The next morning, May 14th, Marshburn said he went back to the Fayetteville location with Holbert and his cadaver K9.

At around 11:00 am, Marshburn said he found the spot where Bordeaux’s body was buried.

“We didn’t let Nick know,” Marshburn said. “If we let him know, who’s to say he wouldn’t change his mind and we’d end up out there.”

Within a few minutes, Marshburn called Fayetteville Police and they soon arrived on the scene.

Marshburn and Holbert went back to the scene with three police investigators. They wanted Holbert to lead them to the exact spot, Marshburn said, but he couldn’t do it because the area had grown up so much.

Marshburn rode to the Fayetteville Police Department with Holbert but was not present during his police interview. Marshburn said Holbert reportedly told police everything.

Holbert was charged with first-degree murder and first-degree kidnapping in the case. He pled guilty to the fatal beating in August 2015 and is now serving a life sentence. 

Arrest warrants allege that he and Bordeaux were at Froggy Bottoms together and got into a fight in the parking lot.

Police say he knocked Bordeaux unconscious and carried her back to his home where he hit her several more times in her head until she died.

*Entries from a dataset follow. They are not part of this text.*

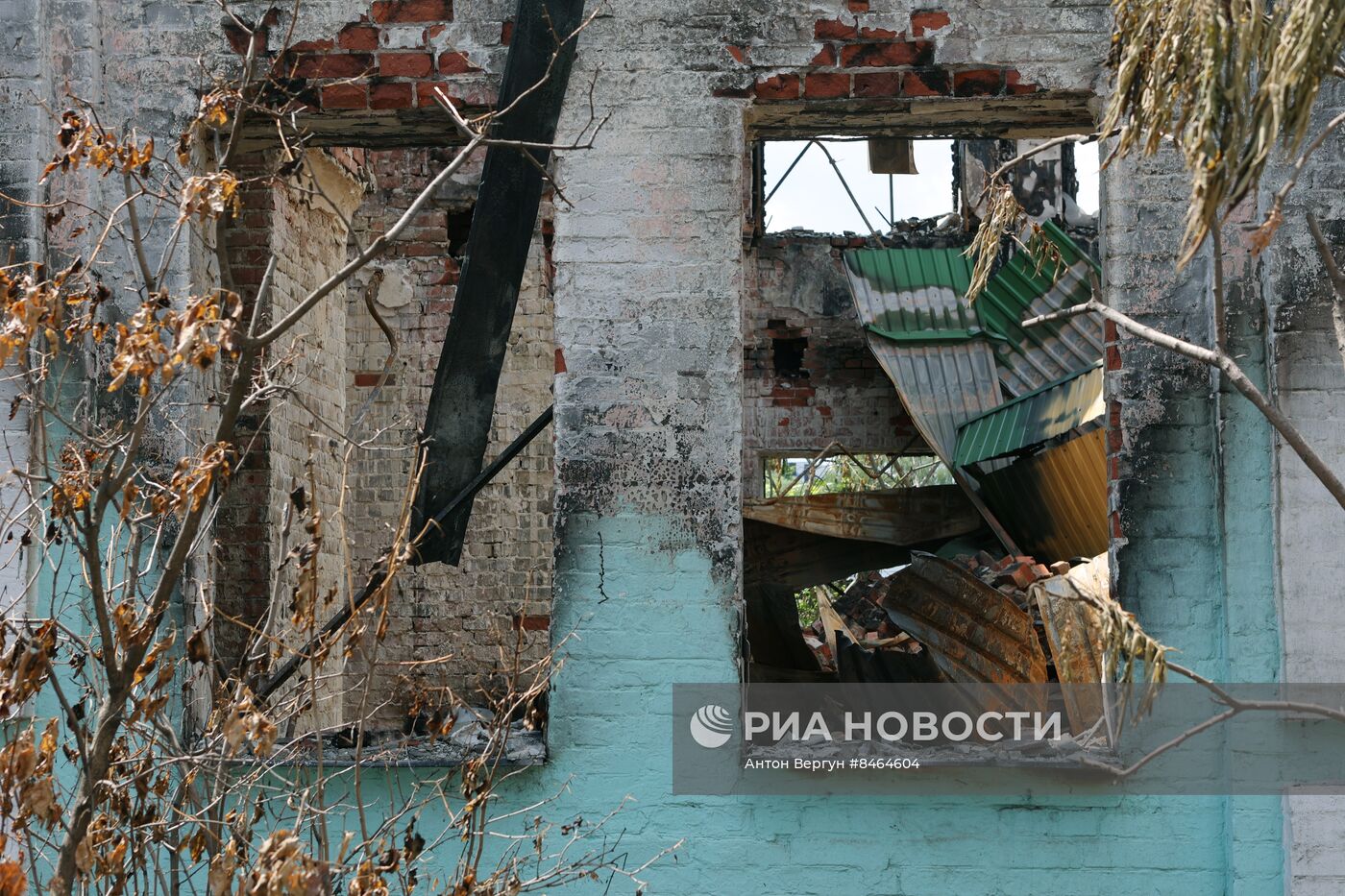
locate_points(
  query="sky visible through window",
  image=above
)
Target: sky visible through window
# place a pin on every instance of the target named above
(814, 200)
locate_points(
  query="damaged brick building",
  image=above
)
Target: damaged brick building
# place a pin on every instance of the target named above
(685, 346)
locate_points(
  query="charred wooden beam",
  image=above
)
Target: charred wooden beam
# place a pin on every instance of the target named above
(457, 420)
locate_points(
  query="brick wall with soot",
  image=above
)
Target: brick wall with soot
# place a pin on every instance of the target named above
(807, 375)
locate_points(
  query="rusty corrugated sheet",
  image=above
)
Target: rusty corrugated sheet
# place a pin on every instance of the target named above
(1029, 284)
(1036, 417)
(1055, 503)
(891, 516)
(793, 559)
(917, 294)
(972, 631)
(1073, 633)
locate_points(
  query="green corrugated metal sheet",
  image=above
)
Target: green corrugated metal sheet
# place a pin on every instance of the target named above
(911, 294)
(1055, 503)
(1035, 417)
(1032, 284)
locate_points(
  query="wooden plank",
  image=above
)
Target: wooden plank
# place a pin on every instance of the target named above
(457, 420)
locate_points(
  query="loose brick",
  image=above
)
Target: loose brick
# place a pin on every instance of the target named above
(1015, 85)
(345, 96)
(925, 20)
(386, 11)
(877, 84)
(358, 36)
(834, 30)
(531, 621)
(392, 96)
(405, 64)
(927, 83)
(907, 53)
(826, 85)
(369, 379)
(978, 83)
(333, 64)
(779, 87)
(454, 63)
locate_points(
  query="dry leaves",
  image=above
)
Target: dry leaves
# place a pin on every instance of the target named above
(83, 141)
(1226, 81)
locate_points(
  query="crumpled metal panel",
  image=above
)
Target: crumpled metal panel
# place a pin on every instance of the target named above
(1055, 503)
(1032, 419)
(1073, 634)
(1031, 284)
(972, 631)
(891, 516)
(921, 291)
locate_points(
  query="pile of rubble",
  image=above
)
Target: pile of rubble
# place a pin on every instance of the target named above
(863, 628)
(468, 736)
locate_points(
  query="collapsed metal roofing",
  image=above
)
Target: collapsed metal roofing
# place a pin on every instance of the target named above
(1035, 281)
(925, 336)
(1055, 502)
(974, 633)
(892, 516)
(1032, 419)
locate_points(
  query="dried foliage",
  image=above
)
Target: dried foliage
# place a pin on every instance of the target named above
(1227, 81)
(104, 785)
(1002, 215)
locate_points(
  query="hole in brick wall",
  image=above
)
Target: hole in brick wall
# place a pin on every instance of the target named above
(813, 198)
(841, 184)
(459, 228)
(350, 378)
(787, 356)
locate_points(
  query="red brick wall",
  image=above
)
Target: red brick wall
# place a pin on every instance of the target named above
(860, 61)
(807, 375)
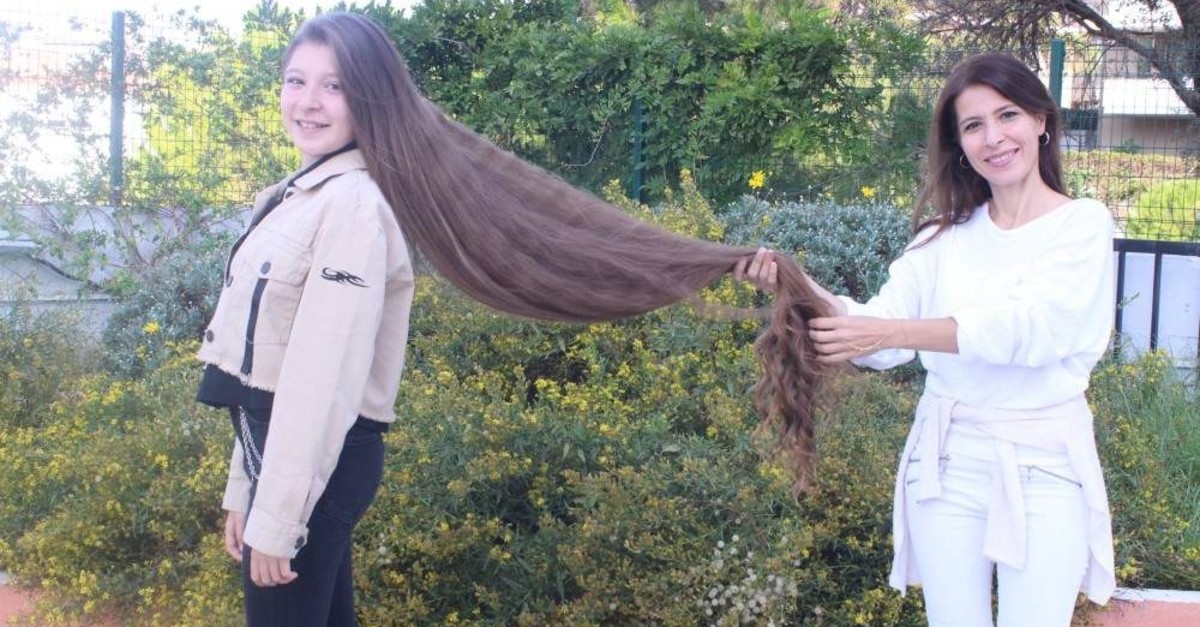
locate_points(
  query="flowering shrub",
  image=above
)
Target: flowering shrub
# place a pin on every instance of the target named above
(1150, 445)
(40, 353)
(549, 475)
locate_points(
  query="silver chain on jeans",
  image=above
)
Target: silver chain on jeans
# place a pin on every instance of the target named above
(249, 447)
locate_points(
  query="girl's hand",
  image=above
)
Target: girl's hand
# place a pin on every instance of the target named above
(760, 269)
(269, 571)
(235, 525)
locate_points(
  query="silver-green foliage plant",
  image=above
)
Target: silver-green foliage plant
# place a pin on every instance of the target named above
(167, 304)
(845, 246)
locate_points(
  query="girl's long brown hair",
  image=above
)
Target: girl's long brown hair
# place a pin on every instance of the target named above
(522, 240)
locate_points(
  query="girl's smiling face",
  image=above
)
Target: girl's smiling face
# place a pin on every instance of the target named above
(999, 137)
(316, 113)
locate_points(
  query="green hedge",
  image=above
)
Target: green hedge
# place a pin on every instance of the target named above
(547, 475)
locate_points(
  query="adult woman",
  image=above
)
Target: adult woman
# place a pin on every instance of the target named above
(307, 340)
(1007, 294)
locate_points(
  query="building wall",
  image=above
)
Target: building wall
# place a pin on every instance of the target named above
(1157, 135)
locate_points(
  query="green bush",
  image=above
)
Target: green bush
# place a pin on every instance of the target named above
(552, 475)
(112, 500)
(1168, 212)
(41, 353)
(846, 248)
(169, 303)
(1150, 445)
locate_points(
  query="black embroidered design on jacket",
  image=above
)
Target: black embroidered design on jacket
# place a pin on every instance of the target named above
(342, 278)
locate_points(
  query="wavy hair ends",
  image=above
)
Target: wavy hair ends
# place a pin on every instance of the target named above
(520, 239)
(954, 191)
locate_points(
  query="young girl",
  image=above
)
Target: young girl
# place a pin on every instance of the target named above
(1008, 298)
(307, 341)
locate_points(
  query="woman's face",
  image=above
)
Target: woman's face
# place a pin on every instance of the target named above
(1000, 138)
(313, 105)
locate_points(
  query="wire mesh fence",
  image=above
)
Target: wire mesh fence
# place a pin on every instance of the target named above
(153, 137)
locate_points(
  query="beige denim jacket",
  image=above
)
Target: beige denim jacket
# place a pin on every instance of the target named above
(315, 308)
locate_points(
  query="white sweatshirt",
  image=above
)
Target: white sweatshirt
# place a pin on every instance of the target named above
(1035, 305)
(1035, 309)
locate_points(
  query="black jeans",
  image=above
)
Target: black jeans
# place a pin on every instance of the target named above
(323, 592)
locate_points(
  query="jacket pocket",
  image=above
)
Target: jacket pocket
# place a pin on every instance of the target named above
(281, 268)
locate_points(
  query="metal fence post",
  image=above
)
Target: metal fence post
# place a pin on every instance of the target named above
(117, 125)
(636, 186)
(1057, 55)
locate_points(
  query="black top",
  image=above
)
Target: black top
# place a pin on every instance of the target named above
(222, 389)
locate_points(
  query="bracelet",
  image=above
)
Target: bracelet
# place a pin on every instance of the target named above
(868, 348)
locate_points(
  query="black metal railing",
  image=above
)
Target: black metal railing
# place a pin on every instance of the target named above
(1159, 250)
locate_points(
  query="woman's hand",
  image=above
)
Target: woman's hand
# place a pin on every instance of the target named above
(761, 270)
(269, 571)
(844, 338)
(235, 526)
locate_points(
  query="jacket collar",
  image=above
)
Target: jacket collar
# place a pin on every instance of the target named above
(333, 166)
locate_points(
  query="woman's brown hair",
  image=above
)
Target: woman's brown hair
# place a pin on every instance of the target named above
(525, 242)
(953, 190)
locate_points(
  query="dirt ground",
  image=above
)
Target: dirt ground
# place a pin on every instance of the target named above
(1135, 613)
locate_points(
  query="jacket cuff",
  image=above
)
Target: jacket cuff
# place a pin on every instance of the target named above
(275, 537)
(237, 495)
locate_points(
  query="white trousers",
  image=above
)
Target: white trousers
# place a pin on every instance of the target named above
(948, 536)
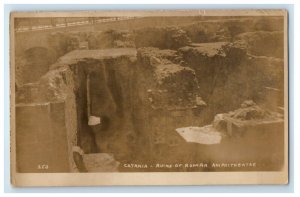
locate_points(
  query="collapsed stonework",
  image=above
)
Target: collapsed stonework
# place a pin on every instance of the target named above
(138, 86)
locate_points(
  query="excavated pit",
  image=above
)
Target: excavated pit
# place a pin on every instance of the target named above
(174, 78)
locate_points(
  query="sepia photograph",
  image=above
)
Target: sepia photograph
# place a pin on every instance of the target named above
(142, 97)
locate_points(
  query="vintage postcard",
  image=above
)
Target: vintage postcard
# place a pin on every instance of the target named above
(161, 97)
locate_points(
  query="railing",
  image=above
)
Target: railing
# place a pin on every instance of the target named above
(89, 21)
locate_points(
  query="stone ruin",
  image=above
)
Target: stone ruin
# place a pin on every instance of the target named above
(118, 96)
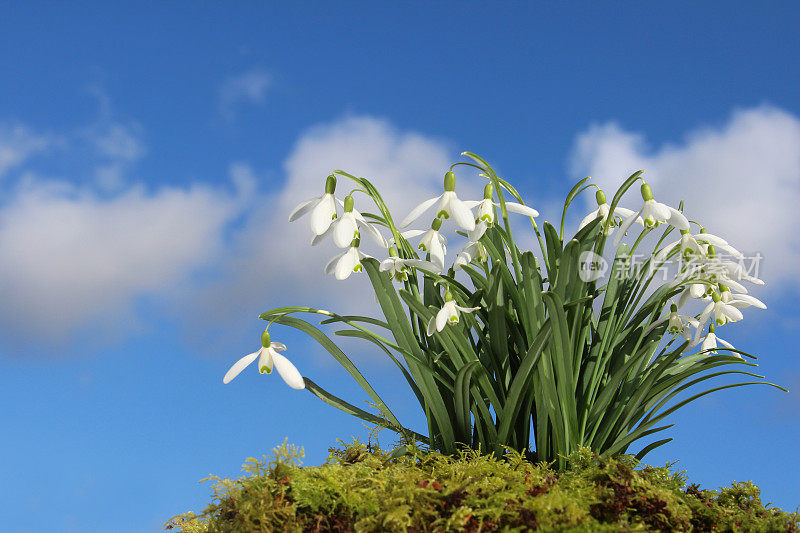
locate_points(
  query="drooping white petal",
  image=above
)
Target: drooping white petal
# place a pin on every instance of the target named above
(303, 208)
(461, 214)
(288, 372)
(709, 343)
(323, 214)
(513, 207)
(410, 234)
(426, 265)
(730, 312)
(431, 326)
(319, 238)
(238, 366)
(265, 360)
(437, 251)
(346, 264)
(747, 301)
(417, 211)
(676, 218)
(344, 230)
(442, 316)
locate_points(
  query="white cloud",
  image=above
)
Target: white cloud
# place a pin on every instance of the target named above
(272, 263)
(18, 143)
(69, 257)
(741, 180)
(248, 88)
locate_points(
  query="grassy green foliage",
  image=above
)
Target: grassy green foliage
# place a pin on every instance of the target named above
(548, 358)
(361, 488)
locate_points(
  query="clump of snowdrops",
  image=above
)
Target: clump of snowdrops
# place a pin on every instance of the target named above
(523, 351)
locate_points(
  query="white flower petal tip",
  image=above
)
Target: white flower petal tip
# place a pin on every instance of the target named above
(417, 211)
(288, 372)
(238, 366)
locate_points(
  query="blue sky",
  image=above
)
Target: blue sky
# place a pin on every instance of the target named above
(149, 154)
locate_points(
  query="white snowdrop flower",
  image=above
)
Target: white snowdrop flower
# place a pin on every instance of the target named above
(678, 324)
(349, 226)
(711, 341)
(323, 208)
(398, 268)
(448, 314)
(739, 301)
(721, 312)
(347, 262)
(474, 249)
(653, 213)
(268, 357)
(602, 211)
(485, 211)
(692, 246)
(448, 205)
(434, 243)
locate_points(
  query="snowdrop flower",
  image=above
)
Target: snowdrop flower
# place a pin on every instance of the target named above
(473, 249)
(739, 301)
(398, 268)
(346, 228)
(678, 324)
(721, 312)
(690, 246)
(448, 314)
(653, 213)
(347, 262)
(711, 341)
(323, 208)
(485, 212)
(449, 204)
(602, 211)
(268, 357)
(434, 243)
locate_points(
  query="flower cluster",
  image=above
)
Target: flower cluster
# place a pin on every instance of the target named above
(524, 349)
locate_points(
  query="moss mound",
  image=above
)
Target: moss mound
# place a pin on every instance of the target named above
(361, 488)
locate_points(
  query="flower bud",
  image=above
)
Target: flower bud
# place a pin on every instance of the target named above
(330, 184)
(265, 340)
(647, 192)
(600, 196)
(449, 181)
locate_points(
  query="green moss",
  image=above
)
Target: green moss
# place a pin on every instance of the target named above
(361, 488)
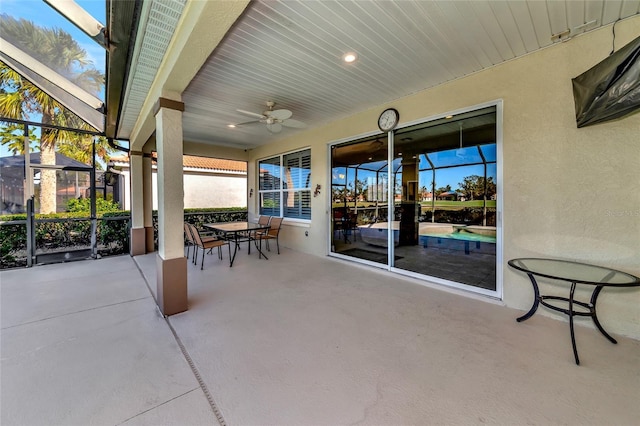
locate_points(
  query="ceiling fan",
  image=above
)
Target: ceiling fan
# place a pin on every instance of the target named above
(273, 118)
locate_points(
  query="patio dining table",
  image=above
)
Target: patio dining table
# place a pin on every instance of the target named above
(238, 232)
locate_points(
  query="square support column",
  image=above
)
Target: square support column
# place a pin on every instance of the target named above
(147, 173)
(171, 262)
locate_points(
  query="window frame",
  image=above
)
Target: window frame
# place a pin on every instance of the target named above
(282, 189)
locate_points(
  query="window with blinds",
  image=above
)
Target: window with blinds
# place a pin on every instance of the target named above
(285, 185)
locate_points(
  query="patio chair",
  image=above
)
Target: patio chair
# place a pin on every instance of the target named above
(190, 241)
(206, 243)
(188, 238)
(264, 220)
(271, 234)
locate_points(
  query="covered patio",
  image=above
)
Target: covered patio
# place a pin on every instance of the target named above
(297, 339)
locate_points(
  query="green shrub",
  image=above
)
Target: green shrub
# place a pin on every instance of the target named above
(83, 205)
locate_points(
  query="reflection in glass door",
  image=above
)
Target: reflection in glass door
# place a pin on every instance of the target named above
(444, 190)
(359, 205)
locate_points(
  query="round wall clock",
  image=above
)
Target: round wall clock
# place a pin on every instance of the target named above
(388, 120)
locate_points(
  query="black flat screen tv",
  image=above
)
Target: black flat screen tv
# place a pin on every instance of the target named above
(611, 89)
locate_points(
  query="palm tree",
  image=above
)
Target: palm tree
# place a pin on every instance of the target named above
(12, 135)
(19, 98)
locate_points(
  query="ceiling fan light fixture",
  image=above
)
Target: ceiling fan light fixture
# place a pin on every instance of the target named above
(350, 57)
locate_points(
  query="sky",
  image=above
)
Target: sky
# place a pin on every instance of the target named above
(45, 16)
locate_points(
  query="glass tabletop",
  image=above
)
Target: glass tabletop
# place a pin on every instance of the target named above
(575, 272)
(235, 226)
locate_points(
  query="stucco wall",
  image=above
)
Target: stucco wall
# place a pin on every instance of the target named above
(568, 193)
(201, 190)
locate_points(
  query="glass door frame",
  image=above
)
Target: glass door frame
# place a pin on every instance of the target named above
(430, 280)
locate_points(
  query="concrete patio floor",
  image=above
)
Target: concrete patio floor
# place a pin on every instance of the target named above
(295, 340)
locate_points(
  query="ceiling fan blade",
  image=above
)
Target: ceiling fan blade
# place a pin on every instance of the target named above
(294, 123)
(274, 128)
(280, 114)
(252, 114)
(247, 122)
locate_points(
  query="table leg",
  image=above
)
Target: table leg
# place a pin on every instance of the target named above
(573, 336)
(536, 300)
(235, 248)
(594, 316)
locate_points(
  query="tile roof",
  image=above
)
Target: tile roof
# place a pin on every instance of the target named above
(196, 162)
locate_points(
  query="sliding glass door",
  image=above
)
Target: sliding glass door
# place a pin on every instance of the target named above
(432, 210)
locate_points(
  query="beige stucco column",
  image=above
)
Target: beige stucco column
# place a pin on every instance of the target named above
(171, 264)
(137, 235)
(147, 173)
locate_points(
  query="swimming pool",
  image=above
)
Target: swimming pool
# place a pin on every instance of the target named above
(376, 233)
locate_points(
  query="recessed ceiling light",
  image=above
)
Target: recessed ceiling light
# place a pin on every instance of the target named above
(350, 57)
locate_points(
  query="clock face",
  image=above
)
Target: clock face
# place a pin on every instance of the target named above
(388, 119)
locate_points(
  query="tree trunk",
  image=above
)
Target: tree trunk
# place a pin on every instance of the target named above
(47, 180)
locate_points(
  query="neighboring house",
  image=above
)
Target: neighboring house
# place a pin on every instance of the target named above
(72, 182)
(451, 196)
(208, 182)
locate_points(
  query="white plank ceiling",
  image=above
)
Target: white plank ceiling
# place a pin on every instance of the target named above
(290, 52)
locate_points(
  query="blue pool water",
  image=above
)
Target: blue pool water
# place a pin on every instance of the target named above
(464, 236)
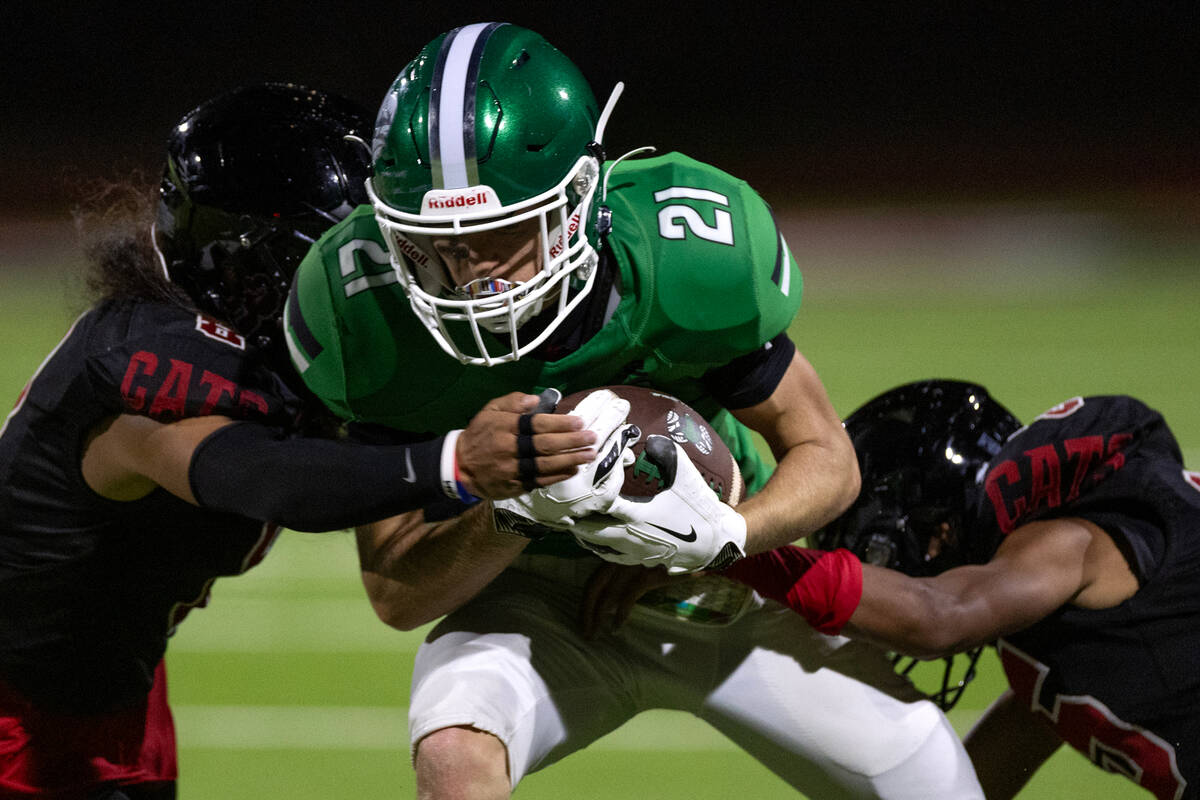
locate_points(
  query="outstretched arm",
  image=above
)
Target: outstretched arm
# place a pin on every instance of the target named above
(310, 483)
(1037, 569)
(415, 571)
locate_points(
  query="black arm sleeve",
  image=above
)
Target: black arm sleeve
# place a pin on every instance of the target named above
(312, 485)
(751, 378)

Marshburn attended Bordeaux’s memorial service. When he met Bordeaux’s family, he said they didn’t speak to one another. “We just hugged, it was a very emotional feeling.”

Kelli BordHer remains were later buried with military honors at a small cemetery in St. Cloud, Florida.  

The “48 Hours” documentary was filmed in Fayetteville, Smithfield, Selma and Clayton.  GI Joes on US70 in Clayton was also used for some of the filming. 

Marshburn, who is 39, returned to the site the body was buried last week for the taping.  He was joined by Cumberland County District Attorney Billy West.

Viewers will be able to see a never before released video confession by Holbert.  

Marshburn still thinks of the Kelli Bordeaux case often, but has now moved on trying to solve the missing persons case of Roger Chambers from Hoke County who was last seen 5 years ago.